A turma portuguesa desenvolveu-se, ganhou experiência internacional, praticou um futebol vistoso e mereceu por inteiro esta qualificação pelo futebol desenvolvido, pelo brilhantismo individual demonstrado por alguns dos seus actores (Bernardo Silva foi sem dúvida aquele que demonstrou mais talento neste trajecto) e pelo trabalho desenvolvido no plano mental. Mesmo a um passo da eliminação quando a Holanda vencia, os jogadores portugueses souberam quase sempre dar a volta por cima e encontrar forças para vencer o jogo.

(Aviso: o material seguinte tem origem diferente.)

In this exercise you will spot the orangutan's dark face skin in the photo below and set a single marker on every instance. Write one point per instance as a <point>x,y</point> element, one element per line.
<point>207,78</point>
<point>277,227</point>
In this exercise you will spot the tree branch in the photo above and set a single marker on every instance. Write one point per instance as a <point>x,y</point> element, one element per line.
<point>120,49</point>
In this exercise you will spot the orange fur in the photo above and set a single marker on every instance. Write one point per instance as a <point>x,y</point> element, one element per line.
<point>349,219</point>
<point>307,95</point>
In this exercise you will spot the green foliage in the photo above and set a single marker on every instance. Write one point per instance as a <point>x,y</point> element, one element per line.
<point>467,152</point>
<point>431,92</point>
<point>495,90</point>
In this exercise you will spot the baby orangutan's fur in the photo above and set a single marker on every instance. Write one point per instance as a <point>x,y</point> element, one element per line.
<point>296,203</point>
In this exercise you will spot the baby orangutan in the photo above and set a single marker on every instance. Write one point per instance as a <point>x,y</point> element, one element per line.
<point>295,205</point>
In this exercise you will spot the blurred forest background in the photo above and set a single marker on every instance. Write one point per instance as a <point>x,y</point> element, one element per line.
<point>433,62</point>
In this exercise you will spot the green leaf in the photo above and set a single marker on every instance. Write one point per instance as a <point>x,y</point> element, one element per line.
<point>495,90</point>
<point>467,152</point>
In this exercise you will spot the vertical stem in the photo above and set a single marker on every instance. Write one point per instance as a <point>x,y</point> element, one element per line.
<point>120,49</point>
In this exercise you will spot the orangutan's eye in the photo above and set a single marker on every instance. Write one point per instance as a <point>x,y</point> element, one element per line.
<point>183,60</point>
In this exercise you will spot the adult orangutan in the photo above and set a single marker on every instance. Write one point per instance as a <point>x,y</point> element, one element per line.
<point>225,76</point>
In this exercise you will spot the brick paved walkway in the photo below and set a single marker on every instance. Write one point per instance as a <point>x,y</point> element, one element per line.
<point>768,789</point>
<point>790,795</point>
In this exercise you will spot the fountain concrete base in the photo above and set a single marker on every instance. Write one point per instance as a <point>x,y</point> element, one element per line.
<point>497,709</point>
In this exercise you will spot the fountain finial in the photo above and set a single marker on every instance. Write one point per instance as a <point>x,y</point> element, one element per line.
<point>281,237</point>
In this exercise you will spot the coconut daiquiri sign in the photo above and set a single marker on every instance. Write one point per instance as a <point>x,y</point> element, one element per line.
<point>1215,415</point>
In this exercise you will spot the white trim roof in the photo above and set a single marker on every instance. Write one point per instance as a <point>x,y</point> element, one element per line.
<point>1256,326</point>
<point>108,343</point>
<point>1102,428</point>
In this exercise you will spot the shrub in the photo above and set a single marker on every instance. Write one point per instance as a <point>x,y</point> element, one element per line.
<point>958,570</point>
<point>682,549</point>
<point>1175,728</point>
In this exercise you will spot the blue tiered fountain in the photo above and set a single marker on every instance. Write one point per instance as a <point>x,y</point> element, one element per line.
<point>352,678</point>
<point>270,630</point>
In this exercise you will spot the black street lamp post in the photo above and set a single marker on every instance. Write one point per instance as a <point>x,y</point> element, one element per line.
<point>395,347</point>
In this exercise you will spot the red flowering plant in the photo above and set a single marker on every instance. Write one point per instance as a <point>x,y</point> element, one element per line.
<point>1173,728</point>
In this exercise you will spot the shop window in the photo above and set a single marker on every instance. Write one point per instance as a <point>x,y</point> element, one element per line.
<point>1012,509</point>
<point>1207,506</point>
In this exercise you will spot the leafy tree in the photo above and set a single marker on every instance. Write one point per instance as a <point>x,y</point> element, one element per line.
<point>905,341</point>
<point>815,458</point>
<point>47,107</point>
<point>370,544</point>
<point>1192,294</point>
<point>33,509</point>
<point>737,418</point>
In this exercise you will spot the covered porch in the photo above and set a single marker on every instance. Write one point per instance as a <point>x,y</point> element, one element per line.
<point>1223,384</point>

Esperemos que a caminhada vitoriosa se mantenha na República Checa. Depois deste prodigioso apuramento, é difícil não esconder a ambição que rodeia esta selecção: vencer o Europeu que será disputado no próximo mês de Junho naquele país do centro da europa. No entanto, é preciso ter noção da realidade que esta selecção irá encontrar na República Checa: assim como nós temos um leque de jogadores a jogar ao mais alto nível em grandes ligas europeias e até em grandes clubes europeus (alguns deles são opções regulares em clubes que estão no topo das principais ligas europeias e em clubes que disputam a champions), as outras selecções também os tem e, até tem jogadores muito mais calejados ao nível de experiência internacional como são os casos de Federico Bernardeschi (Itália\Fiorentina), Ter Stegen (Alemanha\Barcelona), Jonas Hoffman (Mainz\Borussia de Dortmund\Alemanha), Bernd Leno (Alemanha\Bayer Leverkusen), Max Meyer (Schalke\Alemanha), Nemanja Radoja (Sérvia\Celta de Vigo), Lucas Andersen (Dinamarca\Ajax), John Guidetti (Celtic\Manchester City\Suécia), Luke Shaw (Manchester United\Inglaterra), Tom Ince (Crystal Palace\Inglaterra) ou a dupla do Tottenham Eric Dier e Harry Kane. Isto não contando com a possibilidade de virmos a ter no Europeu jogadores cujas idades ainda permitem jogar esta competição, mas que já passaram há muito para as selecções principais dos seus países como são os casos de  Milos Jojic e Lazar Markovic (Sérvia), Skodran Mustafi, Erik Durm, Mathias Ginter, Leon Goretzka, Emre Can (Alemanha), Pierre-Emile Hojbjerg e Youssuf Poulsen (Dinamarca) ou Calum Chambers e Raheem Sterling (Inglaterra). Este europeu será sem dúvida a rampa de lançamento de muitos talentos para a alta roda do futebol europeu.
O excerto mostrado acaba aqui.